Оказывается, они на КПП встретили подполковника Орлова, который чуть не зарубил Вербицкому журфак.

История перед выпуском нашумевшая… Дежурный по училищу, подполковник Орлов, застал Вербицкого и еще одного суворовца в столовой, в то время как рота уже поужинала.

— В чем дело, товарищи суворовцы? — пробасил дежурный по училищу.

Вербицкий даже не встал, но другой суворовец вскочил и молча стоял навытяжку.

Саня лишь прогнусавил:

— Дело в том, товарищ подполковник, что немного припоздали…

Подполковник Орлов взорвался:

— Товарищ суворовец, будьте любезны встать, когда с вами разговаривает офицер, к тому же дежурный по училищу. Почему, я спрашиваю, вы на ужине не с ротой…

Вербицкий неохотно встал.

— Я же сказал, припоздали немного… Из чего, товарищ подполковник, сыр-бор-то…

— Вы, молодой человек, кажется в журналистику навострились. Боюсь, что у вас это не получится. Я завтра утром обо всем доложу генералу.

Суворовец, спутник Вербицкого, ходил потом к дежурному по училищу и извинялся. Подполковник даже удивился.

— У меня к вам претензий нет. А вот Вербицкий… зарвался!

На просьбы ребят пойти и извиниться, Вербицкий лишь ухмылялся.

— Тоже кочка на ровном месте! Придрался, а я пойду унижаться перед ним. Фигу!

Подполковник Орлов доложил генералу. Тот, естественно, возмутился и на утреннем разводе резко бросил:

— Все. Ворота на журфак ему закрыты.

Вербицкий переживал, но набрав в рот воды молчал. Отец его ходил к генералу, а тот только развел руками.

В роте решили: судьба-индейка, и это перед выпуском. Каково же было удивление, когда в самую-самую последнюю минуту, когда Саня получал направление на учебу, в строчке «куда» жирными буквами было написано: «военный факультет журналистики».

От неожиданности у Вербицкого брызнули слезы.
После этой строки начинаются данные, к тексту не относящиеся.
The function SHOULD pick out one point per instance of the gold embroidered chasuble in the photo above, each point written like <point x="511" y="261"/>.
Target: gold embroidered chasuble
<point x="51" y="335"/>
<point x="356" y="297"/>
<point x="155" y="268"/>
…И вот подполковник Орлов, увидев как-то Вербицкого, язвительно заметил:

— МосВОКУ?

— Да нет, товарищ подполковник, журфак. Господь справедлив.

…Окружив Вербицкого и Сухомлинова, все наперебой хвастались своими училищами. Сухомлинов слушал серьезно, чувствуя, что еще не потерял авторитет. Он, как и прежде, выделялся…

Тем временем некоторых искателей приключений, по распоряжению дежурного по училищу, вышвырнули за ворота суворовского. Размахивая руками, на потрескивающем морозце они горячо доказывали солдату, что «их не поняли».

А в клубе уже шел концерт суворовской самодеятельности.

Туда и направились Сухомлинов, Вербицкий и Разин, который заметно оживился. Но его по-прежнему мучил вопрос: где Маша?

Глеб понял Димку.

— Она в театре, — коротко сказал Глеб. — Я проводил ее. Заодно по дороге и потрепался с нею.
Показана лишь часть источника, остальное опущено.